In Leposavic, close to the border with Serbia, U.S. peacekeeping troops in anti-riot gear placed barbed wire around the municipality building to protect it from hundreds of angry Serbs gathering nearby.
“This morning, the NATO-led KFOR mission has increased its presence in four municipalities of northern Kosovo following the latest developments in the area,” a KFOR statement said.
“In line with its mandate, KFOR is ready to take all necessary actions to ensure a safe environment in a neutral and impartial manner,” it said, adding that KFOR’s commander was in close contact with the security organs of Kosovo and Serbia.
KFOR troops also acted to protect the town halls in Zubin Potok and North Mitrovica from possible threats.
Serbs, who form a majority in Kosovo’s north, have never accepted its 2008 declaration of independence from Serbia and still see Belgrade as their capital more than two decades after the Kosovo Albanian uprising against repressive Serbian rule.
Serbia has also refused to recognise an independent Kosovo.
WESTERN POWERS REBUKE KOSOVO OVER TENSIONS
Ethnic Albanians make up more than 90% of the population in Kosovo as a whole, but northern Serbs demand the implementation of a decade-old EU-brokered deal for the creation of an association of autonomous municipalities in their area.
Serbs refused to take part in local elections in April and ethnic Albanian candidates won the mayoralties in four Serb-majority municipalities with a 3.5% turnout.
Serbs have called on the Kosovo government to remove ethnic Albanian mayors from town halls and allow local administrations financed by Belgrade return to their duties.
On Friday, three out of four mayors were escorted into their offices by Kosovo police, who were pelted with rocks and responded with tear gas and water cannon to disperse the protesters.
The United States and its allies, who have strongly backed Kosovo’s independence, rebuked Pristina on Friday for escalating tensions with Serbia, saying the use of force to install mayors in majority Serb areas undercut efforts to normalise relations.

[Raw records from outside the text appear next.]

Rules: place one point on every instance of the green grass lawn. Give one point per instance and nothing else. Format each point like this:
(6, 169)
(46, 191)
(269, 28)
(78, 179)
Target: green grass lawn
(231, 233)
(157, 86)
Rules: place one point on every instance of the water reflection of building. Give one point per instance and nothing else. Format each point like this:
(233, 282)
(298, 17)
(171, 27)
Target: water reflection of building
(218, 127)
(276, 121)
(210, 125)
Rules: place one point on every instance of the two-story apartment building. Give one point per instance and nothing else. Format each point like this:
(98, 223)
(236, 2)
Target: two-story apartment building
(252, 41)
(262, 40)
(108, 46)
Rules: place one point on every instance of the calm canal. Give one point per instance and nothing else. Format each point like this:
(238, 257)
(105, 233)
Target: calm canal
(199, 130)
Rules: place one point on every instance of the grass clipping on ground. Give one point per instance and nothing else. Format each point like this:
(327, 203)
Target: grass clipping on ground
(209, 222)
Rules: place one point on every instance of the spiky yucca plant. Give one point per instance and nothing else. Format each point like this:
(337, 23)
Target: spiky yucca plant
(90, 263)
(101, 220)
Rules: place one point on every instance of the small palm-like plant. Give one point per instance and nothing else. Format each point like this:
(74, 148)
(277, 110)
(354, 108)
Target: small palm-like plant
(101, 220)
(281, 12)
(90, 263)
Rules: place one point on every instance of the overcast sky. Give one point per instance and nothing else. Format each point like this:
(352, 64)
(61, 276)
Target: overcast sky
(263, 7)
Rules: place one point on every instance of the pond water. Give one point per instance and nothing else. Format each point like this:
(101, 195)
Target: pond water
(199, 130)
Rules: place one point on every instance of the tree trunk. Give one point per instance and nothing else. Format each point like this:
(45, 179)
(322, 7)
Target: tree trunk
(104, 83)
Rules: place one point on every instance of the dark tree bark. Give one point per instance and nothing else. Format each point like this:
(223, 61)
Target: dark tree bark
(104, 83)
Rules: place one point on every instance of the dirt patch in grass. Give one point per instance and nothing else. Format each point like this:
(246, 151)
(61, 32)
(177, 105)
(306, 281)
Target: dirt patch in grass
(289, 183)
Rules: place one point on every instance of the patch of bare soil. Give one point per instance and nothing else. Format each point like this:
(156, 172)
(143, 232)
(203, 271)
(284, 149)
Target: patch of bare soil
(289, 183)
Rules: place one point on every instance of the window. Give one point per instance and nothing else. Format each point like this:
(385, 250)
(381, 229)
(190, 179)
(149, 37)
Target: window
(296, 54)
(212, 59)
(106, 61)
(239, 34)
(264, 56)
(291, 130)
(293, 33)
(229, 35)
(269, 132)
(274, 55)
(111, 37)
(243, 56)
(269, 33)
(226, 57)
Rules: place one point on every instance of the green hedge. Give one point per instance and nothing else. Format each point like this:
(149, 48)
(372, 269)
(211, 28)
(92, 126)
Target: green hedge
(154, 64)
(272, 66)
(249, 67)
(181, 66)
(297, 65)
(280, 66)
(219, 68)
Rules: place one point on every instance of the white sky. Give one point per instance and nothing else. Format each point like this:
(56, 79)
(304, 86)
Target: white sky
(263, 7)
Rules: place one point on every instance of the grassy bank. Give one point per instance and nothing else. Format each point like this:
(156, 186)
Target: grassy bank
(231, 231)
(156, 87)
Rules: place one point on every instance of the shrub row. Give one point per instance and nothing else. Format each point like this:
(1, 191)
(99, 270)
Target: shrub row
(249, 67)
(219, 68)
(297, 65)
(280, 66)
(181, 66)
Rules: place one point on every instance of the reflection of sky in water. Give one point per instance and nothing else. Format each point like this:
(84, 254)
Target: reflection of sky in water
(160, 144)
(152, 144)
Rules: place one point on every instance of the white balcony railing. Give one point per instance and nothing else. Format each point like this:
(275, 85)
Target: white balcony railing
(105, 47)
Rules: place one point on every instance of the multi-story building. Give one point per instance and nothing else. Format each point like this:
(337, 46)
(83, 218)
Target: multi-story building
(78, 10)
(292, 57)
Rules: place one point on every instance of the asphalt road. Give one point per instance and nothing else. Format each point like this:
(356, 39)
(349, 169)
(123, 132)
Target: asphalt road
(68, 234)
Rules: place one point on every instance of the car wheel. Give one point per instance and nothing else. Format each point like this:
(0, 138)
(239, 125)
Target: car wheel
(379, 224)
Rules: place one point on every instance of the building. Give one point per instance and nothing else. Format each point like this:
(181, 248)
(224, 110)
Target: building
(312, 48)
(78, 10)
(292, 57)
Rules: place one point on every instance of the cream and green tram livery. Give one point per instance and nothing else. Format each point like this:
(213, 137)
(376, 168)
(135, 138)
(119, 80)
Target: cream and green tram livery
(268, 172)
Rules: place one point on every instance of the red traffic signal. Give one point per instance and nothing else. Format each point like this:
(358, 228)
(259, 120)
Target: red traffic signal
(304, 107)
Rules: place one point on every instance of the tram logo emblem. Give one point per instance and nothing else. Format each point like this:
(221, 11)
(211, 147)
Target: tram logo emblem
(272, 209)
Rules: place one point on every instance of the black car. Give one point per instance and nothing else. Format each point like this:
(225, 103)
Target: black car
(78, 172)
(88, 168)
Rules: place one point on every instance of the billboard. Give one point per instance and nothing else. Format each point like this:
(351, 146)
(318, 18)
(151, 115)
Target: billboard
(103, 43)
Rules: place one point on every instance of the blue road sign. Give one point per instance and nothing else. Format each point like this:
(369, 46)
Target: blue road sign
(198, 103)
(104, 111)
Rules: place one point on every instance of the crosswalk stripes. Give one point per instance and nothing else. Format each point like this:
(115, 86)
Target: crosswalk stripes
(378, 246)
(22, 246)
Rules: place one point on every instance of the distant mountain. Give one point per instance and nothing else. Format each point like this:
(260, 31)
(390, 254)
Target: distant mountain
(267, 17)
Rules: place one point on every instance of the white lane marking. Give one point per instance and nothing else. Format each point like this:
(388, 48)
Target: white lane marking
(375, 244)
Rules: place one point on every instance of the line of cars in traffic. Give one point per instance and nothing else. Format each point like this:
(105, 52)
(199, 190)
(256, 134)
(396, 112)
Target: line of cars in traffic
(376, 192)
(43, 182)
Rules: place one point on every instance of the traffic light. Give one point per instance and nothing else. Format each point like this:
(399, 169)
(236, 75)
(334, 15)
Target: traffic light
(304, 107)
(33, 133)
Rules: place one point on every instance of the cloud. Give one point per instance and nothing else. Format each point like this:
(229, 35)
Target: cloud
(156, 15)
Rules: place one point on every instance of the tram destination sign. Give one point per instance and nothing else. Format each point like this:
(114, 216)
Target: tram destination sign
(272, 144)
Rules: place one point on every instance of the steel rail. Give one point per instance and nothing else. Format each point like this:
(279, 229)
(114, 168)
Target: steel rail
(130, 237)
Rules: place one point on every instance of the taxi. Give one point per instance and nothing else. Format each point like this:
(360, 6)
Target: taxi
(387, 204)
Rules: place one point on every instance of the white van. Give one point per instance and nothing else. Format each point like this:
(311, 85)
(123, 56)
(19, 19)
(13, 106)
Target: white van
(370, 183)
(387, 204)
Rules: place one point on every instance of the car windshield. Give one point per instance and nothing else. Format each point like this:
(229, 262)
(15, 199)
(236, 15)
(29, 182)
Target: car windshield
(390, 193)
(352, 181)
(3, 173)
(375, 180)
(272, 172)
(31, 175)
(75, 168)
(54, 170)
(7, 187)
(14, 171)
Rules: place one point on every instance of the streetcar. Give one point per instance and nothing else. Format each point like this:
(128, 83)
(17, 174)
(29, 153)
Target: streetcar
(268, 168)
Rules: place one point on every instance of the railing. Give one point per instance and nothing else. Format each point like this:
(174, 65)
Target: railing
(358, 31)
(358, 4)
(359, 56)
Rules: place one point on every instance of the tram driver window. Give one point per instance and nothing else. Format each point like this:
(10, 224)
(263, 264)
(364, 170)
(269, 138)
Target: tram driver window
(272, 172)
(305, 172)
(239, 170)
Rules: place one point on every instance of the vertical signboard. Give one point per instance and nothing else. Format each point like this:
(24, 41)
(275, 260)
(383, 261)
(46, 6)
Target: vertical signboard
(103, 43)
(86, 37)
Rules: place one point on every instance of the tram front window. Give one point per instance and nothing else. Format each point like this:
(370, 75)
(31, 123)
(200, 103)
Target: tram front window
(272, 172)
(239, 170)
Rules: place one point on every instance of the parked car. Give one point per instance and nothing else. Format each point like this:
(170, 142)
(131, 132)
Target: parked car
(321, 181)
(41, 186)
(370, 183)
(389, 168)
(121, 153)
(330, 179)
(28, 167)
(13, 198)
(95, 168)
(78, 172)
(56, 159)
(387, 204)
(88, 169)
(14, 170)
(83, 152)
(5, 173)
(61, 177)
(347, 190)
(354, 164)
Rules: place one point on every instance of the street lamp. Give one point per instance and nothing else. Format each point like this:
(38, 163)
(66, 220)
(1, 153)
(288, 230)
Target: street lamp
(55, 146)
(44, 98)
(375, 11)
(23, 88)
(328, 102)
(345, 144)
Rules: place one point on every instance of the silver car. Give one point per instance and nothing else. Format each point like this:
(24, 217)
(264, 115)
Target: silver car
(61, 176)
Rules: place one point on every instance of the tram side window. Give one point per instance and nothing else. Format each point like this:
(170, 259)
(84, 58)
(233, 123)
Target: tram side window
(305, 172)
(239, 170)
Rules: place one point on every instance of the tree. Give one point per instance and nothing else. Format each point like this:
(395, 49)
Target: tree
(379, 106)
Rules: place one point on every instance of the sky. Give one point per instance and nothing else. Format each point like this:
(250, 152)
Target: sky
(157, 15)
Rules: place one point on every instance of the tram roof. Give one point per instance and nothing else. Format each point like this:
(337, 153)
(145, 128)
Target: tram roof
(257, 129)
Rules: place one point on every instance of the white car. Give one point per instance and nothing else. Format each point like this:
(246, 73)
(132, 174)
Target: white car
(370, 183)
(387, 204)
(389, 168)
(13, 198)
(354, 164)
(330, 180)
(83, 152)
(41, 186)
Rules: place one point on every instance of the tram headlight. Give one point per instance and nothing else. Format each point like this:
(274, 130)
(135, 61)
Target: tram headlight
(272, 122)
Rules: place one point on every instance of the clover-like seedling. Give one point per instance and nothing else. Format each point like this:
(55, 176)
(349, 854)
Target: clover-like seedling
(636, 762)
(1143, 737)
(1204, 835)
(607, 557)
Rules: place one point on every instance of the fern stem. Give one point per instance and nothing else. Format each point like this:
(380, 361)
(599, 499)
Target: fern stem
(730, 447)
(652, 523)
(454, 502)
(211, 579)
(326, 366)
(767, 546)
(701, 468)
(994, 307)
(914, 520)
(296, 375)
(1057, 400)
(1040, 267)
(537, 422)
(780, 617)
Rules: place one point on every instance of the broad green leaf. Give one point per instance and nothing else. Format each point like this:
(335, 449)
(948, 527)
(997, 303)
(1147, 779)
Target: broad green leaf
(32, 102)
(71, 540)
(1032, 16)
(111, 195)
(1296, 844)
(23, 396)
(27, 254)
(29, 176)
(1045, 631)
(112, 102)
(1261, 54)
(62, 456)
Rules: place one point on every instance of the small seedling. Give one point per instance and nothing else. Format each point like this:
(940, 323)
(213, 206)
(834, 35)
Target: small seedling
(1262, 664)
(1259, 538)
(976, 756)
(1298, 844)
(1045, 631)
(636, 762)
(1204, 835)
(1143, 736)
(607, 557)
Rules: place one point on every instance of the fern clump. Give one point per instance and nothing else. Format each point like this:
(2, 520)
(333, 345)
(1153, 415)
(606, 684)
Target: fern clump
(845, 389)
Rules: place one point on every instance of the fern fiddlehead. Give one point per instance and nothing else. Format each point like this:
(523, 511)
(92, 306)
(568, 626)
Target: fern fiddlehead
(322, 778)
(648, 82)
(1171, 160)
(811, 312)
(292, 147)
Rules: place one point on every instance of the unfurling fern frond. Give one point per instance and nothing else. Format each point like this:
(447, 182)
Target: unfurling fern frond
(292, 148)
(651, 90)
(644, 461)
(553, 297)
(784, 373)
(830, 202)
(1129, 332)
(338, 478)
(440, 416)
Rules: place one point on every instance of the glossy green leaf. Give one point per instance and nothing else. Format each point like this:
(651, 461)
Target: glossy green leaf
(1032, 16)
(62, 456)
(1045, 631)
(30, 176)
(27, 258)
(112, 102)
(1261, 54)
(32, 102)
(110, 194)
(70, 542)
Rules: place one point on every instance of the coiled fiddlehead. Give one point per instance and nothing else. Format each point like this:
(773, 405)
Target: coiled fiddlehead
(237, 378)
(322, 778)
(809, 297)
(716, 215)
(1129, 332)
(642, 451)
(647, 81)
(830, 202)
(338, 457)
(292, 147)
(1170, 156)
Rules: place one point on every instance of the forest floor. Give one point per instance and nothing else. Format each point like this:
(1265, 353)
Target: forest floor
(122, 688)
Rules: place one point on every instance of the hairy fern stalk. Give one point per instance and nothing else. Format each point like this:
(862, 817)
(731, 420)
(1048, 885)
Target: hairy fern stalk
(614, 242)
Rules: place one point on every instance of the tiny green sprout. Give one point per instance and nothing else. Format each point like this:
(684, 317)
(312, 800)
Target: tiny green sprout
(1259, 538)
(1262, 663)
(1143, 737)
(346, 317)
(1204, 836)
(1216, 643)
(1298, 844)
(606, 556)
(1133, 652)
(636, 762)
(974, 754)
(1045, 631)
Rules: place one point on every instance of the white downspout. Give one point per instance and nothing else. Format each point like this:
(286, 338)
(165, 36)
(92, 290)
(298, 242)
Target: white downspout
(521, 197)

On Sunday NATO Secretary General Jens Stoltenberg called on the Kosovo government to tone down tensions with Serbia. “Pristina must de-escalate & not take unilateral, destabilising steps,” Stoltenberg said in a tweet.
After a phone call with EU foreign policy chief Josep Borrell, Kosovo Prime Minister Albin Kurti tweeted: “Emphasized that elected mayors will provide services to all citizens.”
But Serbian Foreign Minister Ivica Dacic told RTS state television it was “not possible to have mayors who have not been elected by Serbs in Serb-majority municipalities”.
NATO peacekeepers deployed in Kosovo after the alliance’s 1999 bombing campaign that drove Serbian security forces out of Serbia’s then-southern province, ending a brutal counter-insurgency campaign.